The divorce mess between Pastors Chris and Anita Oyakhilome of Christ Embassy Church has worsened; this can now be reliably revealed.
On Sunday, two days after it was reported that Anita Oyakhilome had filed for divorce, Christ Embassy deleted her pictures and personal information from its official website, www.christembassy.org.
Many describe the action as the beginning of a process to shut her out of the church, after she accused her husband of “adultery” and “unreasonable behaviours” in a divorce suit filed in London last April but only made public on Friday.
Christ Embassy’s new website now shows only Pastor Chris Oyakhilome, with a broad smile welcoming his followers to the month of August, and tagging it, ‘Month of Praise’.
In the message on the website, Oyakhilome also urges his followers to “rejoice for the joy of the Lord is your strength.”
Also, on the website of the Rhapsody of Realities, a daily devotional co-authored by the esrtwhile couple, there’s nothing to show that Anita is still recognised as the only visible face on the website among the family members is that of her husband.
It was too early to know if the September edition of the Rhapsody of Realities still has the photographs of both the pastor and his wife as it used to be.
In the past, when the going was good, Anita and Chris Oyakhilome held hands on the church website and smiled broadly. They projected the image of a perfect couple.
But our checks at the weekend revealed that there is confusion in the church following the divorce suit filed by Anita to end her over two decades marriage to the founder of Christ Embassy Church.
In the past, Pastor Chris headed the Nigerian branch of the church, though he travelled to other branches occasionally, while Anita headed the branch in London and its environs.
Christ Embassy and its founder have been embroiled in a myriad of controversies in the past. In 2010, Oyakhilome was accused of engineering a money laundering scheme in Nigeria, and questions swirled around his finances because of his glamorous lifestyle.
Many pastors and theologians also excoriated Oyakhilome for his “New Creation” doctrine—a form of gnosticism that says after a person becomes a Christian, any sin they commit is only in the body and will not affect the spirit.

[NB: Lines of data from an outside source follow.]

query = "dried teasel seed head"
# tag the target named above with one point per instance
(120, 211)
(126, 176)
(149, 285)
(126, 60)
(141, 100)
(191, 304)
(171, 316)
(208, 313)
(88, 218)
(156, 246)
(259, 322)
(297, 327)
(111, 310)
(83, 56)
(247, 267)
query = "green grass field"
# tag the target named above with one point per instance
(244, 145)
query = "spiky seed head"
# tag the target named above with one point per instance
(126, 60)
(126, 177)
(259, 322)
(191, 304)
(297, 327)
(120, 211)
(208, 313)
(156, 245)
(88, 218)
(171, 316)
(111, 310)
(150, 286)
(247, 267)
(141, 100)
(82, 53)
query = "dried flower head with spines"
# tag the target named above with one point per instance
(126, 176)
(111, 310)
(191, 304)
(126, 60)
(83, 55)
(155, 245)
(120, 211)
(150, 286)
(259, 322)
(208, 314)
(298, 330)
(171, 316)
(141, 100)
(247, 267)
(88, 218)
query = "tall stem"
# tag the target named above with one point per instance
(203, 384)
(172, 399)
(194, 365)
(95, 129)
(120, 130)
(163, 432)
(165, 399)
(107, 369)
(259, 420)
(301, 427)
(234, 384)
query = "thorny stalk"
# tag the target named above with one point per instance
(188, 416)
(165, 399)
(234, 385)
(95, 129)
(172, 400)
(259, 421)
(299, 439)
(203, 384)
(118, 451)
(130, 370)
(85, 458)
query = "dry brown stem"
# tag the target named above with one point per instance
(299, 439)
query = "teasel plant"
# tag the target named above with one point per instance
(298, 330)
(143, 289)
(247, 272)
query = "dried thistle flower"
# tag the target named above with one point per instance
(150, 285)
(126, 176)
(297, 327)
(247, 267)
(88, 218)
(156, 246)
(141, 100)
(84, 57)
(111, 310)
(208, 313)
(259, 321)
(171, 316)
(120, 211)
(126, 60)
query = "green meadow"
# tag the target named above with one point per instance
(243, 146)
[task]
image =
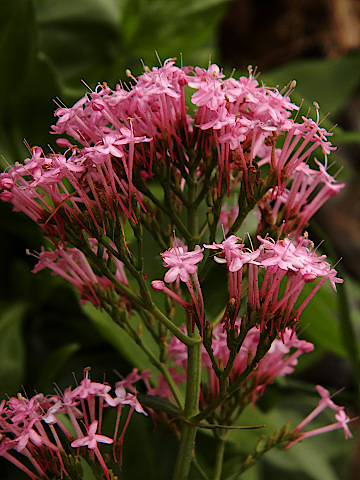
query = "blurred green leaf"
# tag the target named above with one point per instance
(321, 324)
(12, 354)
(120, 340)
(330, 82)
(17, 48)
(55, 363)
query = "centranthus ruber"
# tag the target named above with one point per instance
(166, 152)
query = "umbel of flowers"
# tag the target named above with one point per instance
(167, 152)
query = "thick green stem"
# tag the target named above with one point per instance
(193, 379)
(219, 458)
(188, 431)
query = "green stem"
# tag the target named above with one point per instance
(193, 376)
(189, 430)
(160, 366)
(220, 449)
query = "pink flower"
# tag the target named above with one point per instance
(181, 262)
(92, 438)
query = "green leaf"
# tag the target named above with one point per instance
(80, 37)
(17, 47)
(12, 350)
(158, 404)
(120, 339)
(330, 82)
(55, 363)
(321, 321)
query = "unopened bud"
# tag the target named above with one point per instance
(139, 332)
(221, 364)
(210, 216)
(261, 444)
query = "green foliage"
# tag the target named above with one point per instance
(12, 353)
(61, 42)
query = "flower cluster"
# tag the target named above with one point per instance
(141, 157)
(280, 360)
(280, 263)
(44, 435)
(127, 136)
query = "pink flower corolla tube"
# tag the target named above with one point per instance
(273, 265)
(325, 401)
(34, 435)
(182, 266)
(116, 141)
(280, 360)
(72, 265)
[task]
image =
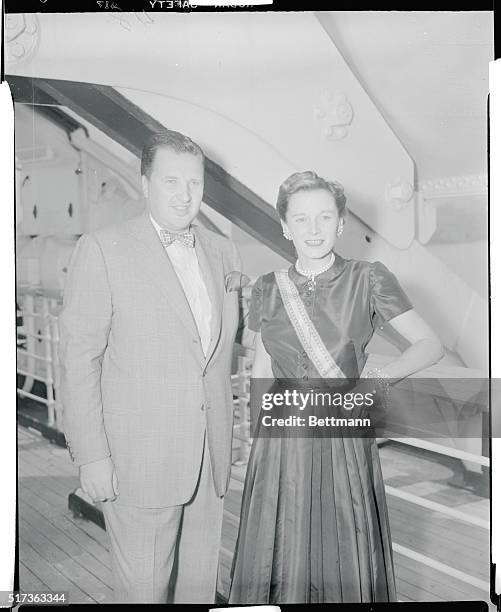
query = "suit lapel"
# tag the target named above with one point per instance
(157, 264)
(211, 269)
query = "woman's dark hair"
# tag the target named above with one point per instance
(175, 141)
(308, 181)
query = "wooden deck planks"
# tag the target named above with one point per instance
(61, 552)
(74, 573)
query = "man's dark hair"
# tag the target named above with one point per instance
(175, 141)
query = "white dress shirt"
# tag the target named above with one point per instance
(185, 263)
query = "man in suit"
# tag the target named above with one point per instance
(147, 332)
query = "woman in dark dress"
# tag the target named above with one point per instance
(314, 523)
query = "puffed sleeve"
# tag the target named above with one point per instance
(256, 306)
(388, 299)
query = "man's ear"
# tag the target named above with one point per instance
(145, 185)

In 2008, Oyakhilome’s reputation as a faith healer was tarnished badly in Johannesburg, South Africa, when a man told a Soweto newspaper that Christ Embassy offered him more than $1,200 to sit in a wheelchair and pretend to be crippled until Oyakhilome prayed for him.
“The man went to the media instead of taking the money, sparking concerns that healings were being faked to impress growing crowds,” said Lee Grady in an article in 2012 published by Charisma Magazine.

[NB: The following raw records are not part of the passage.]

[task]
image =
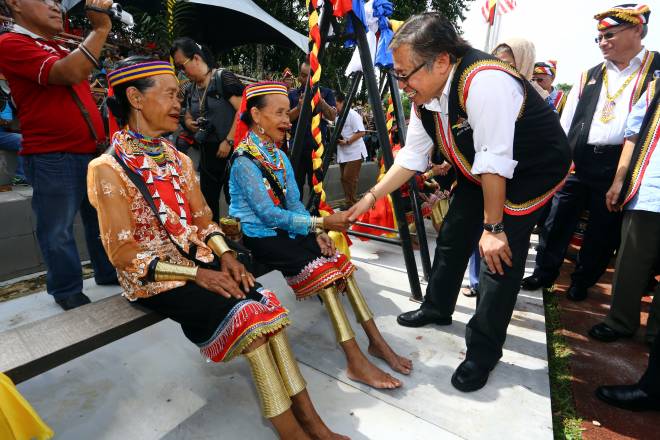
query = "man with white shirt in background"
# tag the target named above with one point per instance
(510, 156)
(594, 119)
(351, 151)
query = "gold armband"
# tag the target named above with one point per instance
(219, 246)
(174, 272)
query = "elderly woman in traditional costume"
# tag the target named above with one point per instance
(171, 258)
(282, 234)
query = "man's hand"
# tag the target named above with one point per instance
(326, 244)
(100, 21)
(612, 196)
(337, 221)
(223, 149)
(494, 249)
(219, 282)
(230, 265)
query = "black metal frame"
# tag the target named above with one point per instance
(375, 91)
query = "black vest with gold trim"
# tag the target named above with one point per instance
(647, 142)
(539, 144)
(589, 90)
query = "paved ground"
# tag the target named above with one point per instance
(153, 385)
(595, 363)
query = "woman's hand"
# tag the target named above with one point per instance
(494, 249)
(326, 244)
(237, 271)
(219, 282)
(337, 221)
(223, 149)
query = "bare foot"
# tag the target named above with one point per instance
(397, 363)
(364, 371)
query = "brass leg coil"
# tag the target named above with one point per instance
(272, 394)
(358, 303)
(342, 327)
(294, 382)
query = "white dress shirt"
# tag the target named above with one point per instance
(356, 150)
(610, 133)
(493, 104)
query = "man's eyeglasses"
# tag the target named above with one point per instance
(183, 66)
(607, 36)
(405, 78)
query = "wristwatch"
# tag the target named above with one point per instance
(494, 228)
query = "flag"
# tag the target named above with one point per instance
(503, 6)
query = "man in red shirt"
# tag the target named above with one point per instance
(46, 81)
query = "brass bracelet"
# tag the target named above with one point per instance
(219, 246)
(174, 272)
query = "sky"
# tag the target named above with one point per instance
(562, 30)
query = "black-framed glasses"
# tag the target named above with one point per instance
(405, 78)
(607, 36)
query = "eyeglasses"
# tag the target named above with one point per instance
(51, 3)
(607, 36)
(183, 66)
(405, 78)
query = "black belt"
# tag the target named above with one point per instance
(600, 149)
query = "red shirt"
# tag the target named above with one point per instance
(50, 119)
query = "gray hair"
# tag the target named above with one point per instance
(430, 34)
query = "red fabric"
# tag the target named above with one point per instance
(50, 119)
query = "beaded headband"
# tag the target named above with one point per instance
(137, 71)
(629, 13)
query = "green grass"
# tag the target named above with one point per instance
(565, 421)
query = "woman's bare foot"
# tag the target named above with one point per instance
(309, 419)
(398, 363)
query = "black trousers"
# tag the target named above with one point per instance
(601, 237)
(650, 381)
(212, 176)
(486, 331)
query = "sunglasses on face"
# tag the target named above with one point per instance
(405, 78)
(607, 36)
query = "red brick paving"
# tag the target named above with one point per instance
(595, 363)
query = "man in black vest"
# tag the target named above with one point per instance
(595, 118)
(487, 121)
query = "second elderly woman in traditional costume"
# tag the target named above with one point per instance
(171, 258)
(282, 234)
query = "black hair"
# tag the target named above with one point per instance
(258, 102)
(118, 103)
(190, 48)
(430, 34)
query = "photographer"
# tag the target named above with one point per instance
(211, 103)
(62, 130)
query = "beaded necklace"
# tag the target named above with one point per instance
(142, 151)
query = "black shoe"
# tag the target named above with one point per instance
(576, 293)
(533, 282)
(630, 397)
(604, 333)
(469, 376)
(421, 317)
(73, 301)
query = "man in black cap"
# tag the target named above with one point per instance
(594, 119)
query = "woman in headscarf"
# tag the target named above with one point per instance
(282, 234)
(173, 259)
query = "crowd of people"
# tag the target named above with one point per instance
(518, 154)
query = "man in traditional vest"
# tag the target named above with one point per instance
(510, 156)
(544, 75)
(636, 188)
(595, 118)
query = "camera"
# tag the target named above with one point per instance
(116, 13)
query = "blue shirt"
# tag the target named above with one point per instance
(648, 195)
(329, 97)
(251, 203)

Pastor Chris Oyakhilome has also been a target of criticism by the Treatment Action Campaign for his support of faith healing to cure HIV.
Allegations that Christ Embassy members are reportedly being forced to give huge sums of money in offerings with the biggest donors receiving the biggest awards have left many people concerned.
Many Nigerians have also alleged that the church operates like a cult and pressures members to marry only within Christ Embassy.
Many people also remember the scandal involving Christ Embassy and Sheraton Hotel some years ago when a member of the church, who worked at the Sheraton Hotel, stole money from his employers and gave it to Christ Embassy. But when Sheraton approached the church for reimbursement, the church allegedly claimed that the money had been given to God and could not be refunded.
Many also excoriated Pastor Chris some years ago when the church began collecting gate fees from members for their New Year Eve’s Service.
More recently, Oyakhilome came under attack after he claimed that Christians were free to masturbate because it was not a sin.
But the latest scandal involving Anita and Chris, who have two daughters, seems to threaten the very existence of one of the biggest churches in Nigeria.
Christ Embassy runs several arms including the Healing School, Rhapsody of Realities, and an N.G.O called the Innercity Missions as well as three Christian television channels: LoveWorld TV, LoveWorld SAT and LoveWorld Plus.
The church is scattered all over the world, including in the United Kingdom, the United States, South America and the whole of Europe.
Stories about women bringing men of God down are not new. In 1988, Jimmy Swaggart, a famous American preacher was implicated in a sex scandal involving a prostitute that resulted initially in his suspension, and ultimately defrocking, by the Assemblies of God.
Three years later, Swaggart was implicated in another scandal involving a prostitute. As a result, Swaggart’s ministry became non-affiliated, non-denominational and significantly smaller than it was before the scandals.